In addition, depending on the methods we decide to undertake and the results we receive, it may be necessary to cover some concepts related to news presentation. For example, how does context influence a person's perception of a news item? Does an individual's understanding of an article on "total information awareness" differ if it is displayed within a Technology or General News section?
Google wants to know what's in our brains, where we're coming from, and what we want. Google wants to know context, so it can personalize its search results. Blogger is a tool that keeps track of a user's decisions and thought processes. Blogger gets inside our heads.
I interact with Google everyday. With Blogger, I leave my fingerprints all over the web, and I take home a little bit of the web with me. Google understands that my interaction with the Internet is valuable because I am in fact a tiny little data-miner, a categorization engine, and a commentator.
Jason Kottke writes that Google's biggest asset is "a highly annotated map of the web." But it's more than that. With news.google.com, Google is showing me the part of the map I want to look at before I've even asked. It's more of a map, a guide, and some instant transportation device.

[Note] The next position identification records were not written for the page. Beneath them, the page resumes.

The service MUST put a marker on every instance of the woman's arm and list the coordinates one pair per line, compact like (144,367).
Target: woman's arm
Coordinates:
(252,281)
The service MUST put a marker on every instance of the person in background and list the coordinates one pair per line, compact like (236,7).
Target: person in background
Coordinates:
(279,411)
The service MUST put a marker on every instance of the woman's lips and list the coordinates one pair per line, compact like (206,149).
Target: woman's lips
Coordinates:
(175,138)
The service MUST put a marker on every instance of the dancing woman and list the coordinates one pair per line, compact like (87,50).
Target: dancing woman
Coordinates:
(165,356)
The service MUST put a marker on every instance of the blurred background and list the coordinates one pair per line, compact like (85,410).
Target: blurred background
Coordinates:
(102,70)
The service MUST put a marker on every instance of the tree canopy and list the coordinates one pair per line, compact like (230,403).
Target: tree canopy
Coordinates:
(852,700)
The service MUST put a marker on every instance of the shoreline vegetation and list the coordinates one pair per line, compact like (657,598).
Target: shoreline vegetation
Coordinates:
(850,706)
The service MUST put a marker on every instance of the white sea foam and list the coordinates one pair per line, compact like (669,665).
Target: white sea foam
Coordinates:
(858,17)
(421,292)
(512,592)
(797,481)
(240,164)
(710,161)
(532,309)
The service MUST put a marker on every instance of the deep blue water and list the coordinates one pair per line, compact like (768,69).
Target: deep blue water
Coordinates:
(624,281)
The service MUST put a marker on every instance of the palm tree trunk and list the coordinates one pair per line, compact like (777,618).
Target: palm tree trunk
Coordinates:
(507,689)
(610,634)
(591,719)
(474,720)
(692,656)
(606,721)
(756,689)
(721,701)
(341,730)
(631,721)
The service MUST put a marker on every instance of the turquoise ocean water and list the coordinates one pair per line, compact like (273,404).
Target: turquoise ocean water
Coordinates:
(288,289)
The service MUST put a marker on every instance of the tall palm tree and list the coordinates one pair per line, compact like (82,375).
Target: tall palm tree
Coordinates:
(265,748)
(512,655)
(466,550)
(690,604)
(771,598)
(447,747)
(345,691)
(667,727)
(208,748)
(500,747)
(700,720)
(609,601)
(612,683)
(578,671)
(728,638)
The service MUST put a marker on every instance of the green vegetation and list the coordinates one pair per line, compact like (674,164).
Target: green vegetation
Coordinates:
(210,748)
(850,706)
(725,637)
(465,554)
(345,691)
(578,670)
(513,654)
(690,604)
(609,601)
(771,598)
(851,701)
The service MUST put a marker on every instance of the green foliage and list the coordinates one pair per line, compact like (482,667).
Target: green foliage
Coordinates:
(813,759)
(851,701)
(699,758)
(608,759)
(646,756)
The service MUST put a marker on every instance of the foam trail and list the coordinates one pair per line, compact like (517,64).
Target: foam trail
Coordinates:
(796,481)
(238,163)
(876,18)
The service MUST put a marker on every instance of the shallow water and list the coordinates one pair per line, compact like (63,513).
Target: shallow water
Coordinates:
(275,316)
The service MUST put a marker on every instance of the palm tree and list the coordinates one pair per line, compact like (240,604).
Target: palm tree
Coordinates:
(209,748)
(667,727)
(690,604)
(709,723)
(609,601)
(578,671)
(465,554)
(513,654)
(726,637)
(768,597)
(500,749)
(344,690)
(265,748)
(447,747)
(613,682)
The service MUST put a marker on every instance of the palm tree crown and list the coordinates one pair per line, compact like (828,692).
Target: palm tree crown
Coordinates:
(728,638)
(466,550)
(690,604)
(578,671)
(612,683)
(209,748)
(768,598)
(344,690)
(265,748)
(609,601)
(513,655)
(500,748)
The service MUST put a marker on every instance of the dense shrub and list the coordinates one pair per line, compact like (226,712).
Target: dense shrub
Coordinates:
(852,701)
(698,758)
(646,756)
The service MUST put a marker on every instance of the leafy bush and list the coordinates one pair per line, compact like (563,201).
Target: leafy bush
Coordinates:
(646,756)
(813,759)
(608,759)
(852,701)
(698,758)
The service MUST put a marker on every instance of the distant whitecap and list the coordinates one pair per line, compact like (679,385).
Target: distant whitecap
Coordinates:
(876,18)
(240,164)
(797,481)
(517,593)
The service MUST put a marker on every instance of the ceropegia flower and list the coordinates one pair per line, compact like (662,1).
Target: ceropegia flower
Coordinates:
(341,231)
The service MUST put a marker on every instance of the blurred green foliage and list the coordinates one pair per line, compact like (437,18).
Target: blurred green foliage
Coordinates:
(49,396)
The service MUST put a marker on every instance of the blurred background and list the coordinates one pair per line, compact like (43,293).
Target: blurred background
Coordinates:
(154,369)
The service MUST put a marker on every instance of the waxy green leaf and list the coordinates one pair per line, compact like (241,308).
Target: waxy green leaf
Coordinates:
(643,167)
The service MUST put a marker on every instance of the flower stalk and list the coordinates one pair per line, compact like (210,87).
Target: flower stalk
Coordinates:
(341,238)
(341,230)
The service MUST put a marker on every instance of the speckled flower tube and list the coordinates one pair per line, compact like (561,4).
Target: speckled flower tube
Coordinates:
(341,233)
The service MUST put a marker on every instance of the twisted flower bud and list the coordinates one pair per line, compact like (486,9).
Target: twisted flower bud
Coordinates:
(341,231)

How far away are we from an interactive Blogger? I post a link. Blogger hands a few back to me. Even better, Blogger hands me links annotated by humans like you or I. Now we're moving into the realm of broadcasting. Blogger provides critical analysis of the AP and Reuters-like wire feeds that Google has already parsed and the news is customized according to who's looking.
Google most valuable asset is that it knows what we want, and it can give it to us before we even ask for it. And that's entertainment.